Hollingsworth, a passionate writer, performer, arts educator and arts administrator, has a decade's worth of experience and an established track record of success.
The Wallis Annenberg Center for the Performing Arts (The Wallis), the leading arts cultural center in Beverly Hills, has announced Imani C. Hollingsworth to serve as the organization's new Director of Education. She will lead the established and esteemed GRoW @ The Wallis: A Space for Arts Education, and joins a team headed by Executive Director & CEO of The Wallis, Robert van Leer.
Hollingsworth, a passionate writer, performer, arts educator and arts administrator, has a decade's worth of experience and an established track record of success in arts education, leading programs for concert venues, museums, library, education nonprofits, and school districts.
Hollingsworth's arts education career began as a hands-on teaching artist who regularly visited middle and high schools throughout the San Francisco Bay Area to teach spoken word poetry. Since then, Imani has taught hundreds of elementary, middle and high school students across the country and developed educational programming and teaching artist trainings for dozens of arts education nonprofits, including YouthSpeaks and SFJAZZ in San Francisco and Split This Rock in Washington D.C.
Hollingsworth's expertise in adult education led to teaching a variety of classes with Brooklyn Poets, and Grubstreet (Boston), and programming at a number of universities, museums and writing centers including Georgetown, American University, the Museum of African Diaspora (MoAD) in San Francisco and the Smithsonian's National Museum of African American History and Culture (NMAAHC) in Washington, D.C.
GRoW @ The Wallis, an umbrella for the robust slate of education, community, and outreach programs offered by The Wallis Annenberg Center for the Performing Arts, is committed to sharing the arts with learners of all ages, backgrounds, and abilities.

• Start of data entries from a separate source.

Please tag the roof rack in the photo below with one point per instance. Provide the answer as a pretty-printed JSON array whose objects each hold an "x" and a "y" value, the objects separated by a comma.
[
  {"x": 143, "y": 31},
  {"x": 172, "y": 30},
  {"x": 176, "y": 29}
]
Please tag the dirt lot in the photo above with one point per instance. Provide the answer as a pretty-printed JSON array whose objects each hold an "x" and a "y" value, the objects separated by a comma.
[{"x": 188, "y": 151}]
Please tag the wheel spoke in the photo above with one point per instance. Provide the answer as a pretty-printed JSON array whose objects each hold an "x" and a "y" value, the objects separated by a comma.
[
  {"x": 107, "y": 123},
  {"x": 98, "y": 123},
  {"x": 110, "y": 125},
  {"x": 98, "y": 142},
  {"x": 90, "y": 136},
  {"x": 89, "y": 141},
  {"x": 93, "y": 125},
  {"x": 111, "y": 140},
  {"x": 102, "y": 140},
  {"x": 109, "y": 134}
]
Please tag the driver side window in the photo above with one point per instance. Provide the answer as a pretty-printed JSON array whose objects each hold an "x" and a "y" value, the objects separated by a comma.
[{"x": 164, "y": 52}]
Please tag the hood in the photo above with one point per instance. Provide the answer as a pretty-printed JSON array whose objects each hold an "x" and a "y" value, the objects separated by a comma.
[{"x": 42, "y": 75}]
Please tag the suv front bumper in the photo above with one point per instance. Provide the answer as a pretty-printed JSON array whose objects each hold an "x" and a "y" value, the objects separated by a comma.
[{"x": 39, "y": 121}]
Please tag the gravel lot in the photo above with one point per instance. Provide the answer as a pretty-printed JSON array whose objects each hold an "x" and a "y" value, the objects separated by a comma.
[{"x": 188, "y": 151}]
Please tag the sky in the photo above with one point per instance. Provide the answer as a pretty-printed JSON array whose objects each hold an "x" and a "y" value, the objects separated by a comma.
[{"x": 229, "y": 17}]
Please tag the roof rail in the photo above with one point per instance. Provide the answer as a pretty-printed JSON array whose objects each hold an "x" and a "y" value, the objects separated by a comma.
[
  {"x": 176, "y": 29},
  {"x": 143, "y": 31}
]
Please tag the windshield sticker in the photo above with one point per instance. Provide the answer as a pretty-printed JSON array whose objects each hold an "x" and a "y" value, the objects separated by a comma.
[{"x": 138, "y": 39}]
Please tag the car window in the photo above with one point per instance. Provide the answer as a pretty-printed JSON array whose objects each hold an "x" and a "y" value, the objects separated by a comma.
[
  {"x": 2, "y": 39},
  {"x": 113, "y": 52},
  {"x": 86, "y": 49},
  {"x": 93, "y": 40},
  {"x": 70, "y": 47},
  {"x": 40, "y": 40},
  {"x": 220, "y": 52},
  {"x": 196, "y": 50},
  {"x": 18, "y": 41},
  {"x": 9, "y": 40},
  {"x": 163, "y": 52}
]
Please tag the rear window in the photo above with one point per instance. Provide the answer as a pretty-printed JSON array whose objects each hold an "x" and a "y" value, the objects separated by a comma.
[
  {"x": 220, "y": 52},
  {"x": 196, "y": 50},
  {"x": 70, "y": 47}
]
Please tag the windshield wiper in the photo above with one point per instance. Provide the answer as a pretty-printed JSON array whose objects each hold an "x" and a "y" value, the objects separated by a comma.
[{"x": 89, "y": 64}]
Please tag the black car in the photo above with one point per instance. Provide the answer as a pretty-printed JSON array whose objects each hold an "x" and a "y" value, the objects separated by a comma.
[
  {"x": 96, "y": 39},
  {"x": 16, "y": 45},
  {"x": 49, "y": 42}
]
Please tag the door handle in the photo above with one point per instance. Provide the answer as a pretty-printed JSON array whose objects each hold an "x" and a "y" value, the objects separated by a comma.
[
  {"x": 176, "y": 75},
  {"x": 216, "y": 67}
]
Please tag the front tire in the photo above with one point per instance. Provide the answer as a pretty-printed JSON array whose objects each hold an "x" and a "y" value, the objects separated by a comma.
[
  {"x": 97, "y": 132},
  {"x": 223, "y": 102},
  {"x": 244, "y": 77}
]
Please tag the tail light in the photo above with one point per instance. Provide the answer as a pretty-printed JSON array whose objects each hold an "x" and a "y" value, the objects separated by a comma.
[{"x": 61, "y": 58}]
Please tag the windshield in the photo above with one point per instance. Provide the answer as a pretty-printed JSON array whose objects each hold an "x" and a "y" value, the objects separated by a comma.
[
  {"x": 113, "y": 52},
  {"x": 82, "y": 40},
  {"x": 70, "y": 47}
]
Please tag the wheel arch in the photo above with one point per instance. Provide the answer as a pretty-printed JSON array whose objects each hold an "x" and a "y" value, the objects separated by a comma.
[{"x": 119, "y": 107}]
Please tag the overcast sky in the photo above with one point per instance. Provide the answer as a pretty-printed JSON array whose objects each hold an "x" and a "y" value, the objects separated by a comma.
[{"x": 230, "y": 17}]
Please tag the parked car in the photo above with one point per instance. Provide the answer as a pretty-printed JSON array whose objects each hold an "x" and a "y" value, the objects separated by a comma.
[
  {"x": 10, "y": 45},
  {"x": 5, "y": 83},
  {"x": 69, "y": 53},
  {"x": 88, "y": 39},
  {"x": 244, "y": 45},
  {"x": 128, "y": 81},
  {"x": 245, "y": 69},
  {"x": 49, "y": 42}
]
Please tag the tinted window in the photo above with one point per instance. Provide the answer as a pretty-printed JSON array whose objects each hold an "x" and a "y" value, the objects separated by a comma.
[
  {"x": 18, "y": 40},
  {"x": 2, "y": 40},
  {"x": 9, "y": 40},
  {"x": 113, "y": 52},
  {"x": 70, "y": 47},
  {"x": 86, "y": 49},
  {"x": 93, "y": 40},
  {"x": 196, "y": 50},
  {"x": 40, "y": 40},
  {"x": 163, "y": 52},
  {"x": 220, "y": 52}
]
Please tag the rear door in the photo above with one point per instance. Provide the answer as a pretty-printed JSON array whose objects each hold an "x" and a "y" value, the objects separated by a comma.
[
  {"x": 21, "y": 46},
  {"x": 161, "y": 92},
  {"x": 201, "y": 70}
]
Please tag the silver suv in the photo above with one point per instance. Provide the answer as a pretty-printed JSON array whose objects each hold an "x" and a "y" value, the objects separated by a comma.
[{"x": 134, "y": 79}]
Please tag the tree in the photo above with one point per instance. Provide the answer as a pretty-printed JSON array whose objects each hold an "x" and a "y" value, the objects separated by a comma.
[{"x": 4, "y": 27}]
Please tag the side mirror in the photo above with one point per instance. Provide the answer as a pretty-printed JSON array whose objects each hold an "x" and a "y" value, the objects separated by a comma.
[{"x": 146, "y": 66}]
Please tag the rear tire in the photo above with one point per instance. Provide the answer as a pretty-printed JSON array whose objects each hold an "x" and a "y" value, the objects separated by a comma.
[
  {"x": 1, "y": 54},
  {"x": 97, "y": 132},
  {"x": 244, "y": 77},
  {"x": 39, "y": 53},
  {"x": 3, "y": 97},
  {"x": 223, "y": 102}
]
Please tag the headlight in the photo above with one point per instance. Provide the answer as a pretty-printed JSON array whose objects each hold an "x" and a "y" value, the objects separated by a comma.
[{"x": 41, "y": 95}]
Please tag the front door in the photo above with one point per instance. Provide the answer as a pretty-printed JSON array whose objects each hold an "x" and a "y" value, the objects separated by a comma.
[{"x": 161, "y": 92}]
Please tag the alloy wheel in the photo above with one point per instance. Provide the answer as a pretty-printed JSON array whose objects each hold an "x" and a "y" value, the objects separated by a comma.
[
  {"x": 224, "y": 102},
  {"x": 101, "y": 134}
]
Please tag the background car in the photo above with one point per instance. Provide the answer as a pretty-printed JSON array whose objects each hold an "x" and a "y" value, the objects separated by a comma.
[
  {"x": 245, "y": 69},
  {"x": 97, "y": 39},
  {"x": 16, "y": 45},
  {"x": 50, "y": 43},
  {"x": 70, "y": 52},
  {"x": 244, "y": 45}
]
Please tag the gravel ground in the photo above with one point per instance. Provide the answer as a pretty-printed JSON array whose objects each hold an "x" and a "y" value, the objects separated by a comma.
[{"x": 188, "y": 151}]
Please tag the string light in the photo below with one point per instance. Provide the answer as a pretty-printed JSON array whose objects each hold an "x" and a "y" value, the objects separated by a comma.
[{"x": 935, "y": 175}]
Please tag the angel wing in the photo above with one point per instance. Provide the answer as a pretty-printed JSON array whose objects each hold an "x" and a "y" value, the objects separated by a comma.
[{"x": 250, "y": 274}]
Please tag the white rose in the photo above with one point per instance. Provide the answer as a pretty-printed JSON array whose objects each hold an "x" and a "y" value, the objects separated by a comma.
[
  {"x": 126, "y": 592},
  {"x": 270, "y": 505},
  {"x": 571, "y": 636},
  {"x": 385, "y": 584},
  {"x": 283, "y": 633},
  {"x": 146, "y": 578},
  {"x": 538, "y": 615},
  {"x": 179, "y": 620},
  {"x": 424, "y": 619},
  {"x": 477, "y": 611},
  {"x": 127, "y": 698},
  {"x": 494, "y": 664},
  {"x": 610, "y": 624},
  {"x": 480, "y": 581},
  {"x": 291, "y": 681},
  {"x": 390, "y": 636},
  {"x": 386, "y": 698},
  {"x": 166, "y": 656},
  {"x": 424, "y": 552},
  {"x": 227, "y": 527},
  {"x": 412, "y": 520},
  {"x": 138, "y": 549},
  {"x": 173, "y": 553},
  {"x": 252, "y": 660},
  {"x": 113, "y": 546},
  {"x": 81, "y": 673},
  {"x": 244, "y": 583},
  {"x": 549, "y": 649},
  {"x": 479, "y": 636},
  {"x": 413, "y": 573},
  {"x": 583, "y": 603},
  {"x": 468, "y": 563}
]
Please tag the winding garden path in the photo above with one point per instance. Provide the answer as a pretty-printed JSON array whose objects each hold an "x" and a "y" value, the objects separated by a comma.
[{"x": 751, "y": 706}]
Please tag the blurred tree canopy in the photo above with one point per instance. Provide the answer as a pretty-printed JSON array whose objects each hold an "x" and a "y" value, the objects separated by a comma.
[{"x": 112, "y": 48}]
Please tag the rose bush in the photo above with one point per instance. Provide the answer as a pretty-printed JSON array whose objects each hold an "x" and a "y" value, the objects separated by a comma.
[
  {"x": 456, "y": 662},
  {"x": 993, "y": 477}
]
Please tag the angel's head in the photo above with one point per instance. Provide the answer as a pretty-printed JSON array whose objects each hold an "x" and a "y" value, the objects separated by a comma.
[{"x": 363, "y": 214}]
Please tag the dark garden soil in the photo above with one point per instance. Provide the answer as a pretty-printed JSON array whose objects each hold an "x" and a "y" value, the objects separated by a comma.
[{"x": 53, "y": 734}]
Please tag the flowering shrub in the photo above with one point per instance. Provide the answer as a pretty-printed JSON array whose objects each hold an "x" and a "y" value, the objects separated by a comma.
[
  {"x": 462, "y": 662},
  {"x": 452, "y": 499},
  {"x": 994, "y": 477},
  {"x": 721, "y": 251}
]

GRoW supports lifelong learning and reflects the full breadth of the Los Angeles community, from partnerships with some of the most under-resourced pre-K-12 schools in the region, to helping older adults bring their personal stories to life. Using the power of the arts, GRoW addresses important social issues and responds to critical community needs, sparks creativity, and creates community connections across demographics.
GRoW programming includes special student matinee performances at The Wallis, in-school arts education, masterclasses for early career artists in theater and dance, regular free and interactive arts programming for families, and courses in creative writing, dance and movement, and theater for older adults.
van Leer said, “Imani has a passion to bringing the arts to students of all ages. She brings a wealth of diverse experience to The Wallis – as a teacher of elementary, middle and high school students, and developing teaching artist programs from dozens of arts education non-profits. She has a proven track record of overseeing organizational budgets, raising funds, and producing events for communities to gather around the arts – and has a truly holistic understanding of the nuances of effective, sustainable arts education programming.”
Hollingsworth said, “I am thrilled to join a dynamic, passionate organization such as The Wallis and am delighted at the opportunity to interact with audiences of all abilities, ages and interests. The arts education programming we provide at The Wallis is crucial to developing well rounded, complex members of the community, and our team is committed to supporting people of all backgrounds in leading a lifetime of engagement with the performing arts. I look forward to applying my experiences with our resources – both large and small – to facilitate a variety of opportunities for all to interact with and explore their own creativity.”
From 2016 to 2020, Imani C. Hollingsworth held various positions at SFJAZZ including Community Outreach Director and Teaching Artist Manager. For SFJAZZ Education, she acquired a $3 million dollar grant from the Stupski foundation and subsequently managed the budget, programmatic plans, execution, evaluation and reporting, which led to its renewal three years later.
In 2019, Hollingsworth was awarded the Writers Corp Teaching Artist in Residence (WCTAIR) grant by the San Francisco Arts Commission: a $120,000 award, disbursed over three years, to develop spoken word programming for high schoolers in collaboration with the SF Boys and Girls Club. In 2022 she was appointed to the board of Performing Arts Workshop in San Francisco and in 2023 was appointed The Hurston/Wright Foundation's Writer in Residence, a $15,000 award that provides published Black writers with dedicated funding to focus on their individual writing projects.
As a Consultant, Hollingsworth's passion for Diversity, Equity and Inclusion, especially as it relates to teacher-student interaction and the ways that Black and brown students are uniquely impacted by the institution, has led her to develop and facilitate professional development trainings and produce teaching materials on unconscious and implicit bias in the workplace and in the classroom. Imani's experience overseeing arts education programming from conception to design to implementation, has made her an invaluable leader and advocate for arts in education.
Hollingsworth holds a degree in Africana Studies from San Francisco State University.